Figure 6b illustrates more clearly the sensitivity of precipitation amounts with respect to each parameterization type. Each box consists of the nine precipitation spreads between ensemble members for which only the indicated parameterization type is rotated. For example, one of the nine spreads for CU is computed between (KF_LIN_YSU, GF_LIN_YSU, BMJ_LIN_YSU), another between (KF_TH_MYJ, GF_TH_MYJ, BMJ_TH_MYJ) and so forth. For non-convective precipitation, CU and PBL schemes show an average spread of about 20 mm month−1 compared to ~60 mm month−1 for MP, which indicates only minor influence. The average spread in convective precipitation is larger for configurations that differ in their PBL scheme than for those that differ in their CU scheme. However, the large inter-quartile spread of both illustrates their non-linear interplay for the production of convective rainfall. Here, the MP scheme is of minor importance. The sensitivity of total precipitation amounts to the MP and PBL choice is almost equal with average spreads of 67 ± 13 mm month−1 and 62 ± 11 mm month−1, respectively. The importance of the CU schemes is reduced and highly variable with a spread of 31 ± 21 mm month−1.

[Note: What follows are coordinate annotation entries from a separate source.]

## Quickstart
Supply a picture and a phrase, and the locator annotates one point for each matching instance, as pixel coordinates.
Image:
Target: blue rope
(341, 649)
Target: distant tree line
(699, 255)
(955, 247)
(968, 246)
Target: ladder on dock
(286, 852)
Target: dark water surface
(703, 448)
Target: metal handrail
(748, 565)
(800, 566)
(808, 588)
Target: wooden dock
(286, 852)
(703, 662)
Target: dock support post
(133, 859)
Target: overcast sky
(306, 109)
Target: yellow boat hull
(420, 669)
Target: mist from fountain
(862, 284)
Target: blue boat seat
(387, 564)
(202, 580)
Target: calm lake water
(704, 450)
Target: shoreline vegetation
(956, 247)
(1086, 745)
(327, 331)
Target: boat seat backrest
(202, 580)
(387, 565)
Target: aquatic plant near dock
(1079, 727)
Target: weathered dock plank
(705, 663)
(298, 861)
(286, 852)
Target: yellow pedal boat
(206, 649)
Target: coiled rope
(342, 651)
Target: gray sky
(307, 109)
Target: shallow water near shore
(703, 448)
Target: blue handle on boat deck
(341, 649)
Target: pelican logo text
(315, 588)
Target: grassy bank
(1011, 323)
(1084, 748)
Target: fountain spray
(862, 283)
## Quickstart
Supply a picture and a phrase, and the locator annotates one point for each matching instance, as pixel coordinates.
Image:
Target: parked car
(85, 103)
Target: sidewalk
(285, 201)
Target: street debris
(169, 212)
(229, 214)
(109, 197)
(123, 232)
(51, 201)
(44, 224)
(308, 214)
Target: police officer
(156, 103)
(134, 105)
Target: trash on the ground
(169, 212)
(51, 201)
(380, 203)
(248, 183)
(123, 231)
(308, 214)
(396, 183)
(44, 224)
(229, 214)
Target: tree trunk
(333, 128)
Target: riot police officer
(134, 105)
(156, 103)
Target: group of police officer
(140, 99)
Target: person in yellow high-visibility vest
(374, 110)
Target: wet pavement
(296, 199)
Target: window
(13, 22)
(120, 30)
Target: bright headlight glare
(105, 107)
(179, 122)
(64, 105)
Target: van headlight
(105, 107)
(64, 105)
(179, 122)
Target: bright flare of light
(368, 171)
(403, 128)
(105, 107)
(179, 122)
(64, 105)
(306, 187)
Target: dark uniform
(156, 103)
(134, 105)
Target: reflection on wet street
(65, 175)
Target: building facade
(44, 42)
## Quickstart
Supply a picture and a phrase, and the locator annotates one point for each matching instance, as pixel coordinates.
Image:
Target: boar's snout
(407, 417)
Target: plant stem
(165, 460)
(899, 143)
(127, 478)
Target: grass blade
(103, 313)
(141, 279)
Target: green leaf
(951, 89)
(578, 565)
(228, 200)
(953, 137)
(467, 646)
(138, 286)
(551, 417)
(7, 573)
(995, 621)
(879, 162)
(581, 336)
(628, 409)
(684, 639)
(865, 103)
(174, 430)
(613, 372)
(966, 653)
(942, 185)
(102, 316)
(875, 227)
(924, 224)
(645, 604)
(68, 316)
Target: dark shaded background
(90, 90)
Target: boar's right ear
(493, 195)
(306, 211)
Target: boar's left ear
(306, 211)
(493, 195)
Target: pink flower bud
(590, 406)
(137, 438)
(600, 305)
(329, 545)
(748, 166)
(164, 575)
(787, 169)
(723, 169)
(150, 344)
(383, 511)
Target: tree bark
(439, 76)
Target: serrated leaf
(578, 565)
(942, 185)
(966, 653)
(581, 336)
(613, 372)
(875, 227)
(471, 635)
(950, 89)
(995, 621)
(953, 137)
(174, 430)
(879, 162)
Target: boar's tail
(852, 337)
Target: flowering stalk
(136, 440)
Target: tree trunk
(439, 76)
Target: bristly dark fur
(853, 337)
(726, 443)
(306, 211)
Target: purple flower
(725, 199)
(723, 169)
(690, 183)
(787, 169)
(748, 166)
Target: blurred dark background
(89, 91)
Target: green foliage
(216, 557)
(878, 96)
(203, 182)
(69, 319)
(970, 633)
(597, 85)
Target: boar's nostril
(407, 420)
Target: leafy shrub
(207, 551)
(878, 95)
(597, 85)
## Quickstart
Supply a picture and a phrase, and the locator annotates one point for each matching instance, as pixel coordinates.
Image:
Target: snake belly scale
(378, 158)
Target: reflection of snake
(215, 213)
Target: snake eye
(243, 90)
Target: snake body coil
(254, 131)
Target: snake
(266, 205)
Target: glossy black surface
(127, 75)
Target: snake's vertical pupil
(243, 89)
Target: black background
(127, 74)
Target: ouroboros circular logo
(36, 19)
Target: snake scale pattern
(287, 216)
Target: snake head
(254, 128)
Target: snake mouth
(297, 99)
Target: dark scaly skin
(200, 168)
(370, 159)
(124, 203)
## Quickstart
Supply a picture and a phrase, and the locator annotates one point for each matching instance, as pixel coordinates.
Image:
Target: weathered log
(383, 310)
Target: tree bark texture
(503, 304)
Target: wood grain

However, their impact becomes stronger on finer temporal scales: KF and GF have difficulties to reproduce the amplitude of the diurnal cycle (Fig. 7a), which results in a large overestimation of precipitation in the morning hours. BMJ produces the convective peak about 3 h too early, but is close to the amplitude of TRMM, especially in combination with the YSU PBL scheme. However, the phase of the diurnal cycle is somewhat better captured by GF and KF with the convective peak at 18 h for most configurations (Fig. 7b). Nikulin et al. (2012) report a shift of the phase of the diurnal cycle for almost all models in an ensemble of CORDEX-Africa regional climate simulations that includes the WRF model. They relate this deficiency to the formulation of the cumulus parameterizations. In accordance to our findings, their WRF-KF configuration captures the phase of the diurnal cycle reasonably well, but with a stronger amplitude. Figure 7b confirms that differences in phase and amplitude mainly arise from the convective precipitation fraction (CU scheme). Non-convective precipitation amounts mostly show a uniform phase and the amplitude is closely related to the respective CU scheme activity. BMJ is almost inactive during night hours, as was also found by Pohl et al. (2014), leading to an underestimation of precipitation compared to TRMM. According to Marsham et al. (2013) and further experiments that we conducted at convection-allowing scales (12–4 km, not shown), the explicit treatment of convection greatly improves the representation of the diurnal cycle and removes the phase shift.